Que algunos animales de laboratorio sufren estrés, es evidente. Otros son sacrificados mientras están en fase de gestación para comprobar si los fetos sufren malformaciones producidas por un nuevo fármaco. Los hay que son expuestos a una prueba de dolor para comprobar el efecto terapéutico de un analgésico. Y así existe una larga batería de ensayos y de especies animales para evidenciar el efecto y eficacia de distintos tipos de fármacos. Me consta que en todos estos casos se intenta evitar un daño excesivo e injustificado al animal. No obstante, es duro ver cómo en los animales con una mayor percepción intuitiva, como sería el caso de los perros y de los simios, se les acostumbra a hacer el trayecto desde sus jaulas a la sala de experimentación como si de un paseo se tratara, evitando así el estrés que les produciría verse por primera vez en la mesa de intervención, donde, en el peor de los casos, serán sometidos a una disección para el estudio de sus órganos. Los perros sometidos a pruebas quirúrgicas y de otro tipo que no acaban sacrificados son posteriormente dados en adopción, aunque su adaptación al nuevo medio suele resultar difícil por el estrés postraumático que padecen.

Si ya siento pena cuando veo a mi perro lloriquear cuando le llevamos al veterinario y sufrí lo indecible cuando padeció unas dolorosas complicaciones post-castración, qué no sentiría si supiera que iban a experimentar con él.
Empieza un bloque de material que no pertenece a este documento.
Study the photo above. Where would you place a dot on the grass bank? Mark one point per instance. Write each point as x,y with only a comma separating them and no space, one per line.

Mi actitud ante este tema podría calificarse de hipócrita. Con tal que no lo hagan con mi perro… En parte puede ser cierto. Ojos que no ven… Es como cuando uno paladea ese foie tan rico y no piensa (o no quiere pensar) en lo que les hacen a las pobres ocas. Pero, planteándolo fríamente y volviendo al tema que aquí me ocupa, sigo pensando que, por duro que resulte, es preferible sacrificar la vida de un animal que poner en riesgo la de un ser humano. Si con miles de animales sacrificados salvamos la vida o curamos una enfermedad a millones de personas, creo que está claro hacia dónde se decanta el fiel de la balanza. Y no querer aceptarlo es, en el mejor de los casos, una ingenuidad.

Los animales todavía siguen dándonos alimento y dan su vida a cambio de preservar la nuestra. Lo único a objetar sería que ambas cosas las hacen sin tener conocimiento de ello. Pero, si excluimos los hábitos alimenticios del hombre ─hay muchos países que incluyen en su dieta animales que en otras latitudes son consideradas macotas, como el conejo en los Estados Unidos, y en otros comen carne de perro, como en Suiza y algunos países asiáticos─, su empleo como animales de experimentación se hace con el único fin de proteger a la humanidad frente a enfermedades y no como una forma de ocio. Me parece mucho más justificable acabar con la vida de un ratón, de un gato, de un perro, de un simio o de un cerdo para el bien de la sociedad que con la de un toro, por muy bravo que sea, para divertimento del público y lucimiento de un “espada”.